Controversial plans to end social work courses on hold after outcry

Final decision on the future of Durham university's Masters degrees will not be made until the end of the year at the earliest

Durham town and cathedral
Durham town and cathedral (Picture: csbphoto/fotolia)

A university has deferred making a final decision on contentious proposals to scrap two of its social work courses.

Durham university had been expected to make an announcement in June regarding the future of its Masters degrees in social work, and in international social work and community development.

A review led by Professor Tim Clark, the university’s pro-vice-chancellor for social sciences and health, had proposed closing the courses in 2019, citing questions over their long-term viability.

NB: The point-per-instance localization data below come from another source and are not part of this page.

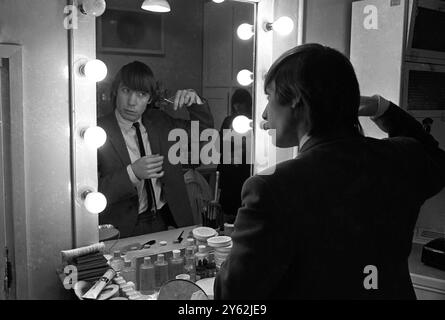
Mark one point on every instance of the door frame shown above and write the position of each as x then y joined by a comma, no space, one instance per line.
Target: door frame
17,238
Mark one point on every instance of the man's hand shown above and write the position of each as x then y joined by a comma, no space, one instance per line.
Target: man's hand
368,106
148,167
186,98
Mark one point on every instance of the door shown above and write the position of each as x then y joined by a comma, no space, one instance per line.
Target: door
6,291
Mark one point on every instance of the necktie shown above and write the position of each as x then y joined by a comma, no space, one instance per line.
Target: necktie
148,186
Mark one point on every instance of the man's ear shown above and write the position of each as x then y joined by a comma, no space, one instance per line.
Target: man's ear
297,103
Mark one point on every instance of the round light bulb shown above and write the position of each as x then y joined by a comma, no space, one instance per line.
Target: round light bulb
156,6
95,202
94,8
245,31
241,124
245,77
95,70
95,137
283,26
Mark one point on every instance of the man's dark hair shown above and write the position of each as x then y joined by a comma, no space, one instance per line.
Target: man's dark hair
243,97
325,82
136,76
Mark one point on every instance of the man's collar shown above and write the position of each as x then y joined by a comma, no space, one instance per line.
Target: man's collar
315,141
303,140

But the university told Community Care that no decision would be taken until at least the end of the year, when evidence from a consultation on the review findings will have been evaluated.

“A considered approach is being taken to a number of points that have emerged from the consultation,” a spokesperson said. “These will be presented to the School of Applied Social Sciences at the end of this term.”

The spokesperson added that applications for both courses are being taken for autumn 2018.


The delay comes in the wake of anger at the plans both from within the university and externally.

A letter from staff involved in delivering the courses expressed “dismay” over the potential closures; Community Care understands that there was also a robust discussion of the issue at the School of Applied Social Sciences’ board of studies in June.

Jon Bryan, regional support official for the University and College Union (UCU), which has also opposed the proposals, said he welcomed the university’s further consideration of the issue.

“External stakeholders and various pressure groups across the region clearly voiced their concerns and this has been listened to,” he said. “We said at the time that the courses are well-known and highly thought of in the sector, and those who graduate value what they achieve, and our view on that has not changed.”

Bryan added that, should Durham decide to proceed with the course closures, the UCU would be looking for guarantees of no compulsory redundancies.